The Málaga Port Cube will initially for five years, be the provisional headquarters of the French centre, the first to be installed outside France, and it will have three different parts; the museum with part of the collection form the Georges Pompidou National Centre of Art and Culture, which will let the visitor journey though the XX and XXI centuries; another space is for temporary exhibitions – between two and three a year; and the third will be workshops aimed at children and adolescents.

The Málaga centre will hold some 80 paintings and photographs including Pablo Ruiz Picasso, Rineke Dijkstra, Tony Oursler, Frida Kahlo, Francis Bacon, Max Ernst, René Magritte, Chirico, Alberto Guacometti and Sophie Calle, among others.

In a dedicated area of 363 m² on level 0 of El Cubo, a programme of two or three temporary exhibitions will be laid on each year for visitors to the “Centre Pompidou Málaga». These exhibitions, lasting from 3 to 6 months (depending on the type of works on show), will be devised by curators of the Musée National d’Art Moderne and will draw on various segments of the Centre Pompidou collection, such as photography, design, architecture, video and more. The two visual arts exhibitions of 2015 will be dedicated to Joan Miro’s works on paper and to the works of women photographers in the 1920s and 1930s. Between these exhibitions, events open to other creative disciplines and the movement of ideas – such as dance, film and the spoken word.

Centre-Pompidou-Malaga-2015-026De la Torre says that he has suggested that the selection of a permanent collection for the Pompidou Malaga from the 76,000 artworks housed in Paris remains in keeping with and complements the modern art collections already in existence in the city.

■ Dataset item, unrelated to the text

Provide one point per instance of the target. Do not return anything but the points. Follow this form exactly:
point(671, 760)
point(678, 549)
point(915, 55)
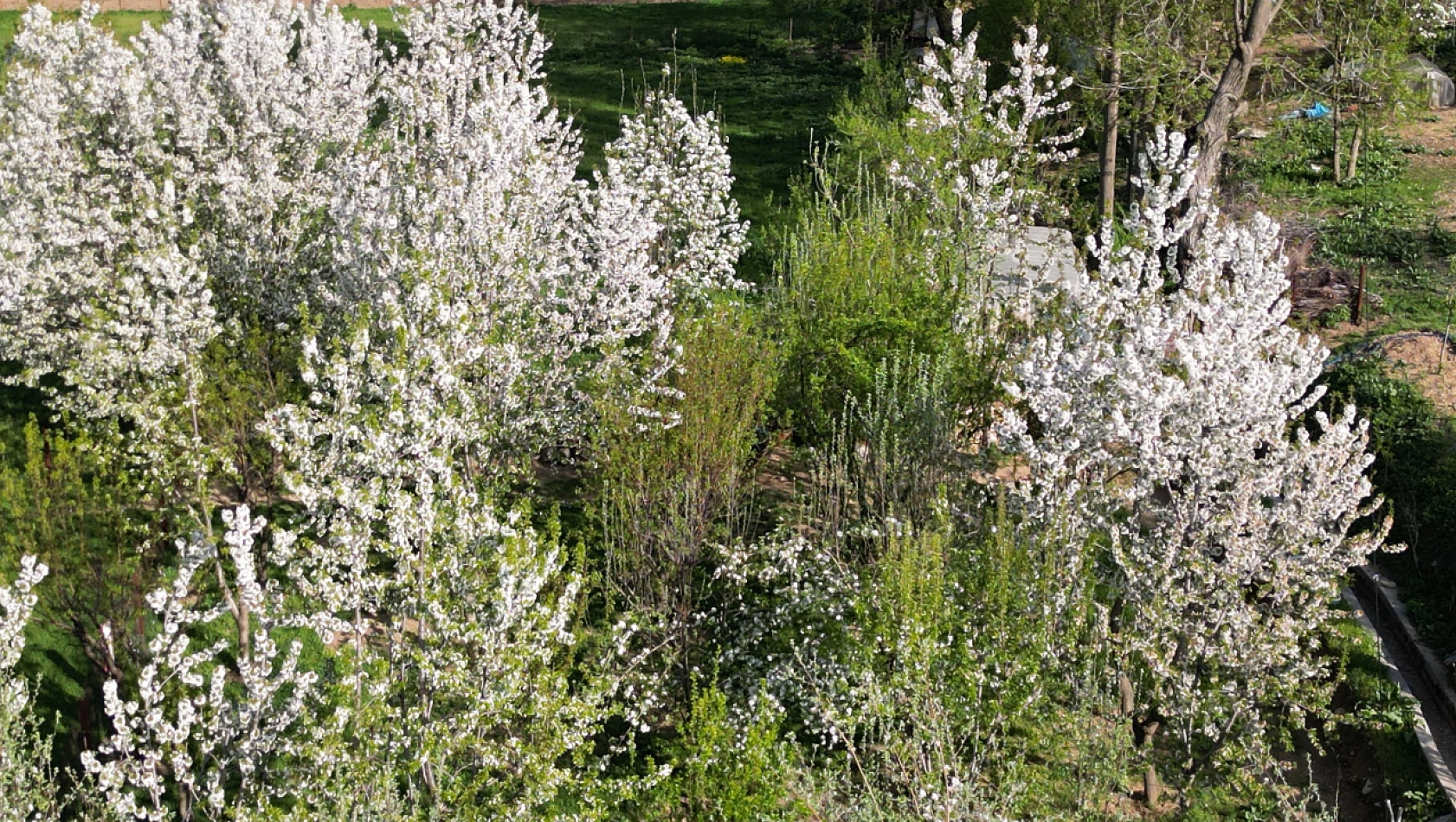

The mayor asserts that the initiative elevates Malaga to a “leading position in Spain and Europe in terms of the artworks it has on display”. The works required to get the cube ready for the ‘Centro Pompidou de Málaga’ are estimated to have a cost of five million euros. Half of that sum has been factored into the city hall’s budget for 2014.


With regard to the outstanding 2.5 million euros, De la Torre refers to the long-standing interest of bank Unicaja, already prominent in various artistic projects in Malaga, in sponsoring the cube. There are also moves to secure funds from a joint initiative between private French and Spanish businesses. In case Unicaja, currently undergoing a rigorous process of financial cutbacks, decides not to partake in the cultural scheme, the mayor claims to have a Plan B. He does not, for the moment, wish to discuss it.